Types And Process of foreclosure

Posted by admin | real estate | Monday 20 October 2008 2:21 am

Foreclosure is a Terminology, which means that the borrower of the loan has failed to clear the debt.  Hence the property, which he has mortgaged on behalf of security for the loan, should be sold out. Lender has got the right to sell the property. The lender has the right to terminate equitable right of redemption.

Foreclosure basically is the process by which the lender ensures his/ her money back if the borrower is not able to clear the debt. Bank or the credit holder selling out the property does the Foreclosure of residential mortgage loans. Commonly the failure of promissory note for loans leads to foreclosure.

Generally foreclosure is done at the time written in mortgage documents. However foreclosure is done after a reminder period after the actual period has expired.

Two such type of Foreclosure namely: judicial foreclosure and power of sale are very common.

  • Judicial sale:Foreclosure by court or commonly known as judicial foreclosure, is carried out under the supervision of court. After the loan period has finished as written in mortgage documents, the court first satisfies the mortgage and then all lien holders and at last the mortgager or borrower. Sometimes the foreclosure is filed by federal court.
  • Power of sale:Power of sale does not require court or any judiciary. In this case the lender has the right to sell the property without any judicial decision. Informing process in which the entire lien holder and the borrower are informed is the same as in case of judicial sale.

There is another kind of foreclosure, which is strict sale. But this is not so common.
The concept of acceleration is followed to determine the price during foreclosure.
In order to stop foreclosure the debtor has to file a petition in the court.

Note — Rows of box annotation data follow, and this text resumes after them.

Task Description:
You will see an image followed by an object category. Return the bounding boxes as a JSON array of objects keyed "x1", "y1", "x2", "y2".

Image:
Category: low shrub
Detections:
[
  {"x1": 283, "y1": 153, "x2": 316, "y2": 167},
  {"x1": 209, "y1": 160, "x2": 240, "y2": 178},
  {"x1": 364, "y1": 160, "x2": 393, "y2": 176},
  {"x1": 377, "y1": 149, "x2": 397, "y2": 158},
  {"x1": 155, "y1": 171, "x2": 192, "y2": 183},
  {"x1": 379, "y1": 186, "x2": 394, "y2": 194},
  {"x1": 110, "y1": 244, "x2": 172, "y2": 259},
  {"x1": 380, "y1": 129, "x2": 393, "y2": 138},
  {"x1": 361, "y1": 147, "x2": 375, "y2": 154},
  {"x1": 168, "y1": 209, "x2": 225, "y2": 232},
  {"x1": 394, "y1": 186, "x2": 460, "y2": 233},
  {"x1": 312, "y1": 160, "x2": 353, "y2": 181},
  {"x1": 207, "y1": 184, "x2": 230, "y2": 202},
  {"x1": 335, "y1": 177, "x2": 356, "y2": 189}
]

The process can be lengthy or small as well. The debtor has the option of avoiding foreclosure by alternate finance or temporary agreement with the lender.
However if foreclosure is fixed then the Lender first inform the lien holder and the borrower about foreclosure. If the borrower wants to stop it, he can go for various options. Otherwise the foreclosure is the final solution.

When the property is foreclosed then the auction takes place. The due amount can be set as the first bid. After that a biding session goes an. And who has the highest bid takes away with property. However if the property fails to attract any bid it remains the mortgage property.